The European sugar beet harvest is on average much higher than last year due to the higher root yields. Due to the drought and heat, Europe had to import a significant additional volume of the sweetener to meet demand. The 30/2022 season ended last September 23, bringing imports to 2,6 million tons of sugar, the European Commission (EC) reports. That is 1,1 million tons more than the previous season. In addition, Europe also exported less sugar.
Stable price
In 2023/24, the EC expects higher sugar production thanks to better beet yields. With the expected 15,6 million tons of sugar, production is more than 1,1 million tons higher than last season. It became clear early on that the beet yield would be higher. The EC already made this estimate last summer, but it has not led to price pressure, according to recent figures from the EC's monthly sugar report. Consumption is around 17 million tons and an above-average amount will have to be imported from outside Europe next year to meet demand. The average sales price for white sugar in Europe stood at €820 per tonne, slightly higher than a month earlier. This makes the sugar price very stable. The price has been over €2023 per tonne since the spring of 800. The price of short-term contracts has fallen slightly and was €938 per tonne in July.
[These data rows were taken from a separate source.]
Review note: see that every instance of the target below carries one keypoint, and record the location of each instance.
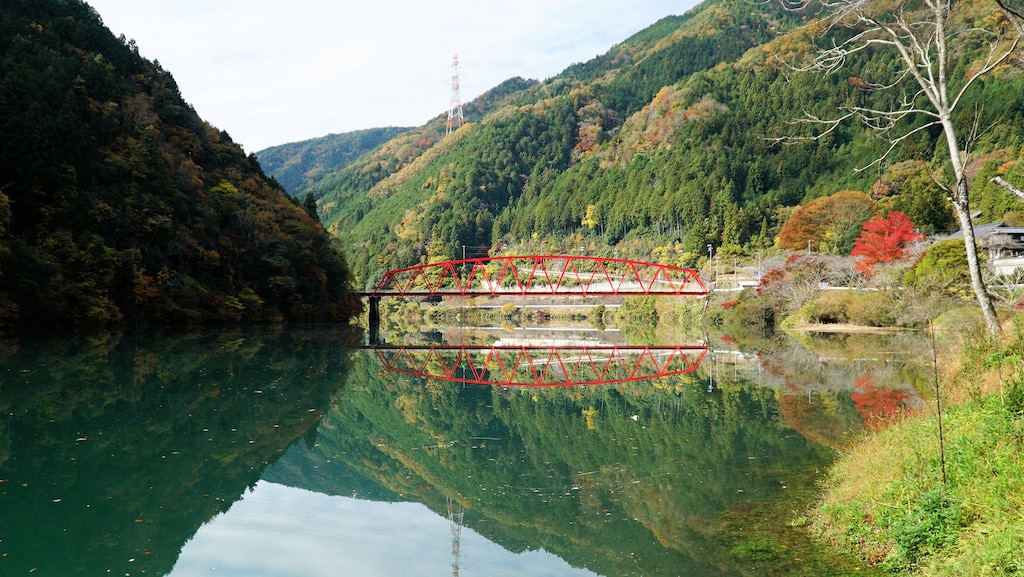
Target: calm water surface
(294, 452)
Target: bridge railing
(540, 275)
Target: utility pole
(455, 106)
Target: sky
(272, 72)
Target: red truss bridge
(540, 276)
(541, 366)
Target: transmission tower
(455, 107)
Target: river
(285, 452)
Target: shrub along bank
(933, 496)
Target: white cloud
(270, 72)
(276, 530)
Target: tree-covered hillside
(672, 140)
(118, 204)
(297, 165)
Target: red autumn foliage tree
(884, 240)
(829, 223)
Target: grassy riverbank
(912, 501)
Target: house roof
(982, 231)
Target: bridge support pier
(375, 321)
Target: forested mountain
(670, 141)
(297, 165)
(119, 204)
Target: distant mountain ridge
(298, 165)
(663, 146)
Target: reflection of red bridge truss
(541, 366)
(540, 276)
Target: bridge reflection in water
(526, 365)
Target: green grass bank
(942, 493)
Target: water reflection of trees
(624, 480)
(119, 449)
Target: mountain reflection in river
(287, 452)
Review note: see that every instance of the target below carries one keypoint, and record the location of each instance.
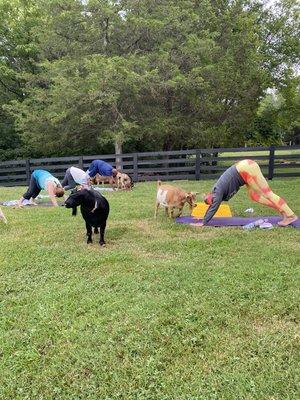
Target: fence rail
(196, 164)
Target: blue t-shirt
(99, 167)
(41, 176)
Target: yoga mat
(233, 221)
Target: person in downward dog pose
(102, 168)
(246, 172)
(42, 179)
(73, 177)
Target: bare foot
(288, 220)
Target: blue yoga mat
(233, 221)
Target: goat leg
(102, 230)
(89, 233)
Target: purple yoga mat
(233, 221)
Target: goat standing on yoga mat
(246, 172)
(94, 210)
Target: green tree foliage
(104, 75)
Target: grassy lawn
(164, 312)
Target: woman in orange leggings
(246, 172)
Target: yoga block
(200, 210)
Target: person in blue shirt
(42, 179)
(102, 168)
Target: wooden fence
(164, 165)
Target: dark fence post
(271, 162)
(80, 162)
(135, 167)
(198, 165)
(28, 171)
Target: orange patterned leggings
(259, 189)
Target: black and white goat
(94, 210)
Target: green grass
(164, 312)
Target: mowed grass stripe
(165, 311)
Prices also remain high on sugar quotations, although the futures markets in London and New York are experiencing an unstable period. For example, the white sugar contract in London in September reached a 760-year high of more than $12 per tonne. The price then fell smoothly to well below the $700 mark, before yo-yoing up and down. In particular, a tight supply of the sweetener on the world market and good sugar cane yields in Brazil are causing price pressure. The contract in New York showed a similar pattern. Today (Tuesday, October 31) the contract opened at $727 per tonne.
The world's largest sugar producer and exporter Brazil is having a bumper harvest this year and is heading for record production. However, sugar production in other parts of the world is disappointing, especially in some Asian countries. In addition, consumption is increasing every year. Brazil is therefore unable to meet the high demand for the sweetener, causing concerns about the tight supply to persist. Two weeks ago, India once again confirmed their poor sugar cane harvest by extending the sugar export ban until November. It wants to wait for the results of the first production, which officially started in October, to make a better estimate of how much sugar they can extract this season. Several analysts expect production to be far below average and the country will have no choice but to limit exports. Even though additional supply is needed.
Sugar content increases
The beet campaign in the Netherlands is now well underway after a false start at the factories. The sugar content was disappointing due to the course of the season, but has already increased somewhat compared to the start. In the first week of the campaign, the average sugar content was 15% and in the third week of October this percentage was 15,9%, according to Cosun figures. The northern and eastern areas of the Netherlands have the highest sugar content of over 16% on average.
According to the beet processor, the tare percentage has increased this week from 8,3% to 10%. In the coming weeks, that percentage may increase further given the weather conditions. The recoverability index is 90% and has also increased slightly in recent weeks.